Le divorce du majeur protégé est également réformé (C. civ., art. 249). Il peut désormais accepter seul, sans assistance et avec un système de représentation à son profit, le principe de la rupture du mariage, sans considération des faits à l’origine de celle-ci. Le majeur en curatelle exerce l’action lui-même, avec l’assistance de son curateur. Le majeur en tutelle est, pour exercer l’action, représenté par son tuteur. Enfin, lorsqu’une demande de protection est déposée, aucune demande en divorce ne peut être examinée avant la décision du juge des tutelles (en vigueur depuis le 25 mars 2019).
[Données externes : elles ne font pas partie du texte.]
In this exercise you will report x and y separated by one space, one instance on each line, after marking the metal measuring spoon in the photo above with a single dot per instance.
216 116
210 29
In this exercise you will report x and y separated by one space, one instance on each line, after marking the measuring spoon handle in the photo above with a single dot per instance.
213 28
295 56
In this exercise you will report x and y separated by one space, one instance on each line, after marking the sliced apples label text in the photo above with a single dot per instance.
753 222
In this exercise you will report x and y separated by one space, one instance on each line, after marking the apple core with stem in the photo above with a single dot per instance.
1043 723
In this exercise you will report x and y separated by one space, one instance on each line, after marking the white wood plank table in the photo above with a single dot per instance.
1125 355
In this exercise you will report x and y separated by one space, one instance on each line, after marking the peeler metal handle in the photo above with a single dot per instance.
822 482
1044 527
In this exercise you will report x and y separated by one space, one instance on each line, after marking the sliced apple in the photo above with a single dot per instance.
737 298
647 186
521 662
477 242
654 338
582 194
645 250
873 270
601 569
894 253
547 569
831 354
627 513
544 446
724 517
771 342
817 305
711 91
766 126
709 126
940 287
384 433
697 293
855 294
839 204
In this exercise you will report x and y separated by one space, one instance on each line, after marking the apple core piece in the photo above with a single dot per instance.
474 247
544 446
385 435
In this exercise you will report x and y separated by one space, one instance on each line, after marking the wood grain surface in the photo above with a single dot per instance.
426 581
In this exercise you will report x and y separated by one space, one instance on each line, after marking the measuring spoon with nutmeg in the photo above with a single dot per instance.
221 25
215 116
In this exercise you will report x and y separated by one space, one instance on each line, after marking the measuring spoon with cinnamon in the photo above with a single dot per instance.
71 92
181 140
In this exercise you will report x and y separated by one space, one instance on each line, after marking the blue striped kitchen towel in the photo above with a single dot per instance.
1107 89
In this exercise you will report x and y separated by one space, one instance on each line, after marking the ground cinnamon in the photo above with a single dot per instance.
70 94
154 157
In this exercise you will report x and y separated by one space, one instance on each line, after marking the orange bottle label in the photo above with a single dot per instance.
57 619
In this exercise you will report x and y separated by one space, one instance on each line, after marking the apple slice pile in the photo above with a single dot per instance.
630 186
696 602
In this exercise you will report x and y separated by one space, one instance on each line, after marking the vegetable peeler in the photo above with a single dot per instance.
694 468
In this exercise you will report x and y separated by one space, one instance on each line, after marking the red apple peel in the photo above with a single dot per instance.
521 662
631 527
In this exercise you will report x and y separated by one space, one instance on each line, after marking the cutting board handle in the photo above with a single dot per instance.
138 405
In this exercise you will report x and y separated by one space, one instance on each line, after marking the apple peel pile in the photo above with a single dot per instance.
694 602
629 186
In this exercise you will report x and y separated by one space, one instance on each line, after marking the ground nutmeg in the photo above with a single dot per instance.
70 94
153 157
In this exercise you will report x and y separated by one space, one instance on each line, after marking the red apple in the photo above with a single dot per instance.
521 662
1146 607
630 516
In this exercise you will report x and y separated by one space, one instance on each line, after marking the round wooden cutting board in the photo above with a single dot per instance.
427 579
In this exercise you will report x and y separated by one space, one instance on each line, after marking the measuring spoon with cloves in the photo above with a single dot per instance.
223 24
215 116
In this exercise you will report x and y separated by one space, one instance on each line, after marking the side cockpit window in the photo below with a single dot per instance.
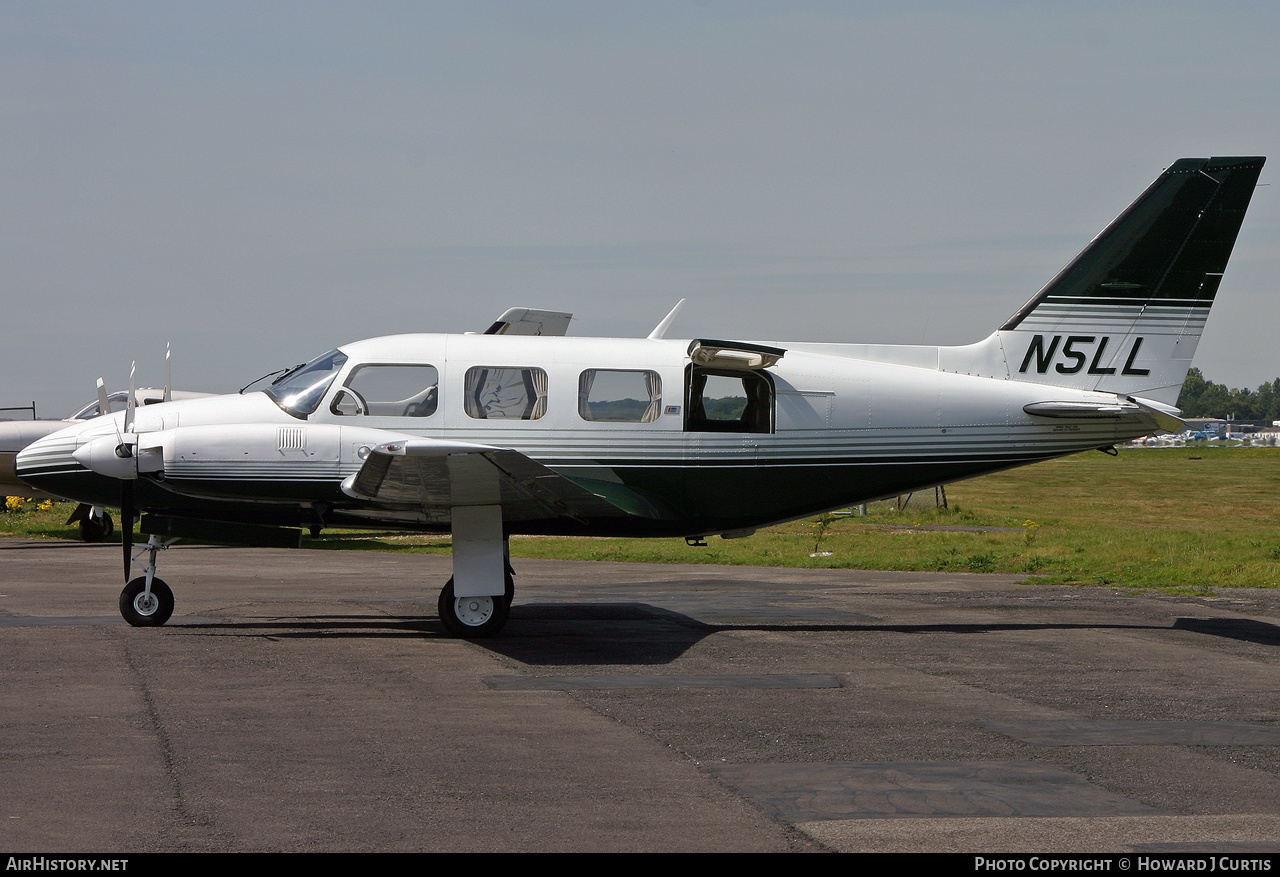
388 391
728 401
506 393
620 396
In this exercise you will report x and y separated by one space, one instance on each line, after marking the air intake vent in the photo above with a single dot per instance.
292 438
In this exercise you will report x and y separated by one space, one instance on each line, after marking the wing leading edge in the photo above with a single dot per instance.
442 475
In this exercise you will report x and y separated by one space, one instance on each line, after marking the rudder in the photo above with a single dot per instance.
1125 315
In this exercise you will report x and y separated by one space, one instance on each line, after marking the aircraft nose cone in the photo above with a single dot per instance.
108 455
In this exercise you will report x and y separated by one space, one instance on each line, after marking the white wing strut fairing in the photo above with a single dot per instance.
526 430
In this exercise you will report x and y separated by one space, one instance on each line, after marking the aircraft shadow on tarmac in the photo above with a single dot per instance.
595 634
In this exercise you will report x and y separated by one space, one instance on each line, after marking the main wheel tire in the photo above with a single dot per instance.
472 617
142 610
96 529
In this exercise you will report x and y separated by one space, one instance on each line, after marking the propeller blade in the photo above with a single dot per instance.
127 512
131 403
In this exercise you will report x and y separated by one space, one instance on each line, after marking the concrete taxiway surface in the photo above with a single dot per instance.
310 700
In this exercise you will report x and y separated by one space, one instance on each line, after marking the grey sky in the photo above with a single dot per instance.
259 182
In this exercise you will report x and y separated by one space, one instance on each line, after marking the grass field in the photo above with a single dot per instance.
1180 519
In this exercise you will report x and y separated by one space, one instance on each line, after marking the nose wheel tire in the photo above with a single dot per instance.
144 610
471 617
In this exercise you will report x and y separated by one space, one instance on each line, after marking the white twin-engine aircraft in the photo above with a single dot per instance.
524 430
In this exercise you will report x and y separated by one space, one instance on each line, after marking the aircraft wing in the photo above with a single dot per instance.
439 475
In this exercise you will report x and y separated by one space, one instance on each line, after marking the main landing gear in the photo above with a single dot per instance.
476 601
472 617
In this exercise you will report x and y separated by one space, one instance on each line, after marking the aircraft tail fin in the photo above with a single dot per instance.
1127 314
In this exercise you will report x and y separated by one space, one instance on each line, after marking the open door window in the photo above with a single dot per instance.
728 401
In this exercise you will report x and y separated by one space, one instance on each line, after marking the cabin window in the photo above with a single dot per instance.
506 393
620 396
728 401
388 391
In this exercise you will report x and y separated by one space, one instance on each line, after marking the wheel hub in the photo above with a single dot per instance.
474 611
146 603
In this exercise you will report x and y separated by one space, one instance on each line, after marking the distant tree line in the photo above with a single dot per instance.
1203 398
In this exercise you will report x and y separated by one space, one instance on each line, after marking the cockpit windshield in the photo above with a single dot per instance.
300 391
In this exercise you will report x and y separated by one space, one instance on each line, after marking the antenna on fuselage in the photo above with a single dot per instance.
661 329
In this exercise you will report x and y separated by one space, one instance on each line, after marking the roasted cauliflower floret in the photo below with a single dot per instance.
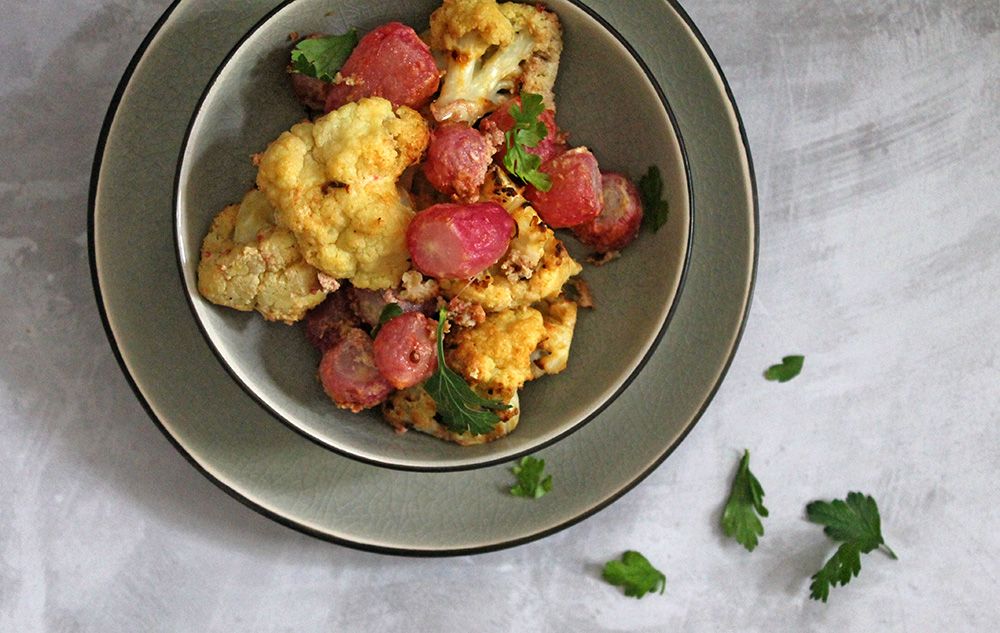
493 51
495 355
333 184
248 263
535 267
552 355
415 408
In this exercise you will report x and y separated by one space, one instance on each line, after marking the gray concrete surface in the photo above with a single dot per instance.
874 129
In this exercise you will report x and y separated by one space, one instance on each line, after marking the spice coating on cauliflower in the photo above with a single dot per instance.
536 265
493 51
248 263
496 353
415 408
333 184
Les majeurs en tutelle souhaitant se pacser pourront le faire sans solliciter l’autorisation préalable du juge des tutelles mais devront être assistés de leur tuteur pour la signature de la convention de Pacs (C. civ., art. 462). Le régime de la tutelle est donc aligné sur celui de la curatelle (en vigueur depuis le 25 mars 2019).
■ Sur l’habilitation familiale
L’article 29 de la loi du 23 mars 2019 modifie les règles relatives à l’habilitation familiale. Elle redéfinit les causes d’ouverture de l’habilitation et inclut dorénavant la personne à protéger parmi celles qui sont en droit d’en solliciter l’ouverture (C. civ., art. 494-1). Ainsi, lorsqu'une personne est dans l'impossibilité de pourvoir seule à ses intérêts en raison d'une altération, médicalement constatée, soit de ses facultés mentales, soit de ses facultés corporelles de nature à empêcher l'expression de sa volonté, le juge des tutelles peut habiliter une ou plusieurs personnes choisies parmi ses ascendants ou descendants, frères et sœurs, le conjoint, le partenaire auquel elle est liée par un Pacs ou le concubin à la représenter, à l'assister ou à passer un ou des actes en son nom, afin d'assurer la sauvegarde de ses intérêts (en vigueur depuis le 25 mars 2019).